Everyone is saying that this start is like an audition for our babied reliever-starter. But to be honest, even if he pitches a perfect game tonight, I won’t be compelled to think, “Phew. Ok, lock it up. He’s gold.” That reaction will come if and only if he magically finds 2 more effective pitches to add to his resume.
The more significant aspect of this series stems from the possibility of a sweep. For Boston, a sweep sort of keeps them in the running for the division. For New York, we’re breaking out the champagne and making a big deal out of celebrating in front of the Sox, while their fans shrug and act like they don’t even care. Division titles are stupid, anyway.
This is the game where we see how our unbelievably stacked offense fares in a playoff-like wet run of the real deal. To steal a page from Jon Sterling’s book, Mark Teixeira’s value to this team cannot be underestimated. Ever. I’m counting on him tonight to get some big hits. Same goes for Johnny Damon and ARod (of course. Nothing makes me happier than seeing ARod tee off on Boston.)
Beating the Angels this week was huge for the Yanks, and beating Lester may be even bigger. Not a lot gets by this guy. He’s smart, collected, and controlled. His fastballs have lethal movement and can hover around the mid 90’s. It’s his curveball that I’m the most terrified of, though. Yankees tend to beat up lefty pitchers, but this particular lefty is like the final level video game character that you can only kill by summoning everything you’ve got.
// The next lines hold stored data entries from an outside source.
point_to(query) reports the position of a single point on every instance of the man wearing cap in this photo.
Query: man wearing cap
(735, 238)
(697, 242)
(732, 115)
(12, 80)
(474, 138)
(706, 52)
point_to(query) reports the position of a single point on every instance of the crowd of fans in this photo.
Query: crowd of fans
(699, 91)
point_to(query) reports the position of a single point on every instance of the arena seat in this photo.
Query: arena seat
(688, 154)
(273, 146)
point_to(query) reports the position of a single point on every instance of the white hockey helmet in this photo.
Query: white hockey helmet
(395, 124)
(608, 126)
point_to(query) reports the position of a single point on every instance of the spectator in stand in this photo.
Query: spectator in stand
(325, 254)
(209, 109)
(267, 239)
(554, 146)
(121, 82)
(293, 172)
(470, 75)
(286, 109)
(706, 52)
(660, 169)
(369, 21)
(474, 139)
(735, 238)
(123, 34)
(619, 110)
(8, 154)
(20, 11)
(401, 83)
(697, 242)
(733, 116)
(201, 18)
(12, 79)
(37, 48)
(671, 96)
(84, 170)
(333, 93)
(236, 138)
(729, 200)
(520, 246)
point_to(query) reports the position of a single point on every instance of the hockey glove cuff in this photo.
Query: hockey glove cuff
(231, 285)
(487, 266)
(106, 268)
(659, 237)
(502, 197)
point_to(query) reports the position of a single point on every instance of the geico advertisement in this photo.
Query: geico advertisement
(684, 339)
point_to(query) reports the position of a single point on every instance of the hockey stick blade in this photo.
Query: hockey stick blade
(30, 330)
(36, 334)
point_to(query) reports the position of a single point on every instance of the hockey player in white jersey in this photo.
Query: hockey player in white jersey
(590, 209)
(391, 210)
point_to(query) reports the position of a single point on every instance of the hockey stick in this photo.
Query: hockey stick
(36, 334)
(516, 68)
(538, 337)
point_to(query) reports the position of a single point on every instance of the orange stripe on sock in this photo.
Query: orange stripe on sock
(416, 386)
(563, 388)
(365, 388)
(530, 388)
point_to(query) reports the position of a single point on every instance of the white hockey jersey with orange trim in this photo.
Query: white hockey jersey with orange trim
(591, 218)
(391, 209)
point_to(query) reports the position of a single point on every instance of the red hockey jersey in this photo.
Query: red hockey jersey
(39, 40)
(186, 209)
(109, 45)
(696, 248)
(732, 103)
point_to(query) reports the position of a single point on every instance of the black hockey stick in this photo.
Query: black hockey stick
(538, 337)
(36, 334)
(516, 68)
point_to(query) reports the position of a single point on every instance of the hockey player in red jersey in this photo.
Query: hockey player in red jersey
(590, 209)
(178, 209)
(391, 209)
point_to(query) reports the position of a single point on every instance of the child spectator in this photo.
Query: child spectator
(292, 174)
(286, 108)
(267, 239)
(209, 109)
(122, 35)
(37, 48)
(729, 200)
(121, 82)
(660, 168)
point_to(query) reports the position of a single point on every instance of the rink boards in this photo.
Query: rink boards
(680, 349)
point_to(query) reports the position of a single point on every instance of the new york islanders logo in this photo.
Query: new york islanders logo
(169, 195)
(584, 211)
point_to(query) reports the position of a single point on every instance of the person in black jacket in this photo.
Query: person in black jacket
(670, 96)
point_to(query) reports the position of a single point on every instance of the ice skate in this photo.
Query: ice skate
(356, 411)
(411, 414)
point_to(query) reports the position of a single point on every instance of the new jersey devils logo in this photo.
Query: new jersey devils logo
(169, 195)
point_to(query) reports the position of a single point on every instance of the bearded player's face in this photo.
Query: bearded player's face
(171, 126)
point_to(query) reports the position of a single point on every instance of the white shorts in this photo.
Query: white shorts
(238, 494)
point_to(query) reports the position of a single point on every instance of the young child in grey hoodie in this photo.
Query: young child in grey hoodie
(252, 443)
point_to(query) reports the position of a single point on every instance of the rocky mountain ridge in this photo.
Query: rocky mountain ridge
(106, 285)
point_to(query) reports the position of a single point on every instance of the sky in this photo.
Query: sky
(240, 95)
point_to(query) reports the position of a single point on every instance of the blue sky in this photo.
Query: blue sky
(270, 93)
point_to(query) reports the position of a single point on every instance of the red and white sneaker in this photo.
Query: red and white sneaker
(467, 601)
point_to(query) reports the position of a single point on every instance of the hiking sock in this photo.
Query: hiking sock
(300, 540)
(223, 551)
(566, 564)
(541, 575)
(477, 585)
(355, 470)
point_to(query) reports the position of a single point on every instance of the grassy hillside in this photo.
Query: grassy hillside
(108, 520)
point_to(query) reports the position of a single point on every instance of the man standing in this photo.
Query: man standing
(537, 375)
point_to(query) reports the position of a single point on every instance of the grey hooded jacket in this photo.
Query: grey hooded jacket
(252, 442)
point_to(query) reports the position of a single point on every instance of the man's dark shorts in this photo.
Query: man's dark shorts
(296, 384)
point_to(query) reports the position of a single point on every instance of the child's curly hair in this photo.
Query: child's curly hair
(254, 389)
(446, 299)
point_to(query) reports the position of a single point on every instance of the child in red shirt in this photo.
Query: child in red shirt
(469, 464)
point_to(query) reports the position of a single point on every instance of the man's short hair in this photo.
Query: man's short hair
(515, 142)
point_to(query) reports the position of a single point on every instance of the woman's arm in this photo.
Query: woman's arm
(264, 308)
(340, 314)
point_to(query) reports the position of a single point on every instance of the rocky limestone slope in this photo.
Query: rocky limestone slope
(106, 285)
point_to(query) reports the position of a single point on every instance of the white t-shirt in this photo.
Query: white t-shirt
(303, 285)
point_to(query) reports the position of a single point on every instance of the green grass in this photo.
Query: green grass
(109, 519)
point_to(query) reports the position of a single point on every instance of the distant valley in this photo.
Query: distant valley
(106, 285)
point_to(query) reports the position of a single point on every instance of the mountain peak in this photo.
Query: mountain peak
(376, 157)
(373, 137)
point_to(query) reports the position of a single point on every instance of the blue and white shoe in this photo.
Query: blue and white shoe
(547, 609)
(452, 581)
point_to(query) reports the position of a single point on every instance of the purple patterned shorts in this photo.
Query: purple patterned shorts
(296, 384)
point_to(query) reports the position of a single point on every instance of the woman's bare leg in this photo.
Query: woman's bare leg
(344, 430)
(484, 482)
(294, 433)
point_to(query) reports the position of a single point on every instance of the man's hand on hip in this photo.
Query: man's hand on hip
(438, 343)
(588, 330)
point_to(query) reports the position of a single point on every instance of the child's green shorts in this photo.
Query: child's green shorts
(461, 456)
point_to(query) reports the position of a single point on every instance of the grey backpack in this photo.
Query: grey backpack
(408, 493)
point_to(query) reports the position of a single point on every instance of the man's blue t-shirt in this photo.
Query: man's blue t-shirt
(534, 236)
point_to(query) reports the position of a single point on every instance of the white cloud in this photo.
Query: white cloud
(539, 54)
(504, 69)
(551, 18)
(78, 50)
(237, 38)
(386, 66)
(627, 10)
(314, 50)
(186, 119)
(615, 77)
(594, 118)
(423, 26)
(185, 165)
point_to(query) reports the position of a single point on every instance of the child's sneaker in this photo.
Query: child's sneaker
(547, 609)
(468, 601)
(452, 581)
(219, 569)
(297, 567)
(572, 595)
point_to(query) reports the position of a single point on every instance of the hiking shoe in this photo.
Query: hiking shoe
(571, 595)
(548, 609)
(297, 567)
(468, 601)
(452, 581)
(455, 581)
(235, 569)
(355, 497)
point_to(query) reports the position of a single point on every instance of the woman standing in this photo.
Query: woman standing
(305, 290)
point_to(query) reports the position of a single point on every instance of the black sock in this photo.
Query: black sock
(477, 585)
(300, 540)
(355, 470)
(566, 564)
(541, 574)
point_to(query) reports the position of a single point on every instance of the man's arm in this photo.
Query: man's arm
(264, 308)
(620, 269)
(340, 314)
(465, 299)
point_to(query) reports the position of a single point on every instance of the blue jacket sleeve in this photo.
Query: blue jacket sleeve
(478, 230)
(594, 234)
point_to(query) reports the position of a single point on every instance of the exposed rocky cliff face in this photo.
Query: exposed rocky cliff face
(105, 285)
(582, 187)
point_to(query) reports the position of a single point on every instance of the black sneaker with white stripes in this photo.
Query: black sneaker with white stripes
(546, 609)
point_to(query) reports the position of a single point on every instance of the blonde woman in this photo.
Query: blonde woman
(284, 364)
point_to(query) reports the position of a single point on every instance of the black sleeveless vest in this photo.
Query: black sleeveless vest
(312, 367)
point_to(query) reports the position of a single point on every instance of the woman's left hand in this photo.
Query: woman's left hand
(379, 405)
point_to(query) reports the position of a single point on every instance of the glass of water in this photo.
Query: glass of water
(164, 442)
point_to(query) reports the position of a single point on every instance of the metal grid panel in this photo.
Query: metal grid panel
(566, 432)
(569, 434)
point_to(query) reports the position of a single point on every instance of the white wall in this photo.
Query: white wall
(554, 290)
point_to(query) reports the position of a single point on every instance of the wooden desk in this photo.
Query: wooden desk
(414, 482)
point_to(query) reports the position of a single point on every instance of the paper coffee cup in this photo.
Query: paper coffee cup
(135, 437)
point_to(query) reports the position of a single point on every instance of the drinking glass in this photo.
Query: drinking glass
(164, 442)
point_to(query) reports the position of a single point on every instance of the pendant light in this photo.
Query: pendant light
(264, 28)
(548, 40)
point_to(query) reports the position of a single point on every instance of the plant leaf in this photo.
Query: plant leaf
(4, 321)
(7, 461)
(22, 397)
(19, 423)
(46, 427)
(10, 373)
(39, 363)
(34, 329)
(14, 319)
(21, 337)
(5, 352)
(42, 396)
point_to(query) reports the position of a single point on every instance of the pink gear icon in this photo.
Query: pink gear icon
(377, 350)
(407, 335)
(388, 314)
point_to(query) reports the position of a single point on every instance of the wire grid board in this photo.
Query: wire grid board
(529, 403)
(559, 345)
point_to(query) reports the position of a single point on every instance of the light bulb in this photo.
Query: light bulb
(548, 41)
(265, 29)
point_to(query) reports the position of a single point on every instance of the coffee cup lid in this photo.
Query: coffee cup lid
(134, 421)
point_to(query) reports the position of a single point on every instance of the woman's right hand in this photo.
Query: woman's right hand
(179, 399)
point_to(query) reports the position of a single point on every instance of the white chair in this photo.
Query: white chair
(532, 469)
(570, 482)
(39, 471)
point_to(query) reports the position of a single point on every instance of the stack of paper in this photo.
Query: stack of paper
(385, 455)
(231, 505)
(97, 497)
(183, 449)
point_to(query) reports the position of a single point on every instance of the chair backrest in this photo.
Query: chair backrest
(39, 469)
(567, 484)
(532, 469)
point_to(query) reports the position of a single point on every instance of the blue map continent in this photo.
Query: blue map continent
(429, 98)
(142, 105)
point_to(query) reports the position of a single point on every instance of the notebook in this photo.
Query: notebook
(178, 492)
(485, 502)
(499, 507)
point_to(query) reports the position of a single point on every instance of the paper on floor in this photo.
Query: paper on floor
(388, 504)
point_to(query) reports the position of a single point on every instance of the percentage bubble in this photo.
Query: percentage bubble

And here we go. I saw this one coming. See ya, emotional stability. Back on July 4th weekend. I was at my parents’ place in Long Beach, listening to the game on the radio, Jon Sterling and Suzyn Waldman’s enthused banter serving as the backdrop to an indisputably perfect summer afternoon. I reread my entry from that day’s game last night:
In September, I will be at a point where I would gladly exchange my head (everything from my neck up) for a day like today. When it’s a close game, tight defense, sealed with an ARod homerun, yet didn’t raise my blood pressure even a little. If anything, it relaxed me. Because from May-July, baseball makes me happy. In August -September, baseball makes me physically ill. I’m gonna steal some Emily Dickinson for this one:
Eden is that old fashioned house,
We dwell in every day,
Without suspecting our abode,
Until we drive away.
How fair on looking back, the day
I dozed when ARod went deep.
Gone are games of “Who Cares, It’s May,”
Now they just make me weep.
-Emily Dickinson and CYC
It’s kind of sad that I was conscious of the inevitable tension that would govern baseball for me in the fall. Sigh.
In 4 hours, the bedlam in the Bronx begins. Say it’s meaningless as much as you want, but there’s not a baseball fan alive who isn’t fully aware of the inevitable dramatics…the palpable tension follows these rivals around, like an insecure girl at an alumni cocktail party who has no one to talk to.